I keep this showing on my laptop.
C cleaner is good, but PLEASE , do not use any registry cleaner. My experience and the experience of others on this site, have found that they can cause big trouble for your computer. So be sure to uncheck the regedit on the ccleaner program. The rest is good.


vicks


----------



## muckmail (Jan 3, 2007)

Looks like it is works much better. I used c cleaner & Defrag the drive which made
things much smoother & faster. It only has 128 of memory I might look into expanding
memory a little. I am using the power option icon.
Thank you,


----------



## vicks (Jan 31, 2005)

You are welcome.
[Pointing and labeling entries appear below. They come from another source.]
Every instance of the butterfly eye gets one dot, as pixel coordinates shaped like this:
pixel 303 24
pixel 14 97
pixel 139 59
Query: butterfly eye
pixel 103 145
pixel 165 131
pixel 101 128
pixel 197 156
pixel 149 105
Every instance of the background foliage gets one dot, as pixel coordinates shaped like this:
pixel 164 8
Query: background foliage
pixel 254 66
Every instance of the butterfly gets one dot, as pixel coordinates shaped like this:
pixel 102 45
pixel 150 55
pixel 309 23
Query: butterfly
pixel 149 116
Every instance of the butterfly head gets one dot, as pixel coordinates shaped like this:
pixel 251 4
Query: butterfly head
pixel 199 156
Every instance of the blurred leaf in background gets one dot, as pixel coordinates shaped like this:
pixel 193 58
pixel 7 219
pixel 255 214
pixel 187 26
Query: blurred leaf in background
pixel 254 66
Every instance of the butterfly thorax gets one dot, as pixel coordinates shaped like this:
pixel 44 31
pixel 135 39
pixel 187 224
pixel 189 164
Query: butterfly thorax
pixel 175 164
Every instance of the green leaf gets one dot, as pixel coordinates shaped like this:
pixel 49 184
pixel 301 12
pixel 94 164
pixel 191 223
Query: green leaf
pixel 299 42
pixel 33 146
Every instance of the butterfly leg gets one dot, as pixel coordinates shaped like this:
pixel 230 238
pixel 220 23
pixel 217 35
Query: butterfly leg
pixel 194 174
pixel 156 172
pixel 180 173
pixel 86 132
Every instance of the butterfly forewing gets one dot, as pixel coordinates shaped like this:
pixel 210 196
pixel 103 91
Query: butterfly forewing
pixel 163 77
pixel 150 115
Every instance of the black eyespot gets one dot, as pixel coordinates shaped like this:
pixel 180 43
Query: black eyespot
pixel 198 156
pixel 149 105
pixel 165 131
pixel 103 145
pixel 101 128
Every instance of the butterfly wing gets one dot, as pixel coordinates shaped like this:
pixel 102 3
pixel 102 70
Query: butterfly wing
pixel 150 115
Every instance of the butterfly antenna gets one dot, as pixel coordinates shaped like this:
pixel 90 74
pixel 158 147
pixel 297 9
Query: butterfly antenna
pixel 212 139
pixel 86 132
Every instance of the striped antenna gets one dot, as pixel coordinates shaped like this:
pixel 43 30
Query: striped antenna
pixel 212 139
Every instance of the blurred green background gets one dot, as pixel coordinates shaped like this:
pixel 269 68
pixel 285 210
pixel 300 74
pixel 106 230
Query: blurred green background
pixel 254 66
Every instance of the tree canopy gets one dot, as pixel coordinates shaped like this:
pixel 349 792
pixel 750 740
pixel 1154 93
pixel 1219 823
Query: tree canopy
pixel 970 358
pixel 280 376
Glad those things seem to have helped. 
Yes, I believe the memory ram could be changed to make things a bit faster. I have an older IBM think pad that had only the 128 mb ram. 64 was permanent and it had 1 empty slot. Just this past week, I removed the 64mb removable one and put it 2 -128 mb (that is all that it would recognize) and it is running much better now. 
Go to www.crucial.com and they can advise how much and which type of ram you can put in the computer. Once you get that, since this is an older computer, I would check with a mom/pop type of repair shop and see if they have the ram you need. (I put used in this 2002 computer). You also can get it on ebay. Crucial also has a video that shows you how to change the ram.
GOOD LUCK
vicks


----------



## muckmail (Jan 3, 2007)

Thanks for the help.
I will need to know what kind of memory to look for. It is different for desk top 
memory. Ebays, rebate specials, yard sales etc would be a good place to
look.

Thank you,


----------



## vicks (Jan 31, 2005)

muckmail said:


> Thanks for the help.
> I will need to know what kind of memory to look for. It is different for desk top
> memory. Ebays, rebate specials, yard sales etc would be a good place to
> look.
> ...


That is why I gave you the link to www.crucial.com. That will tell you what you need.
vicks


----------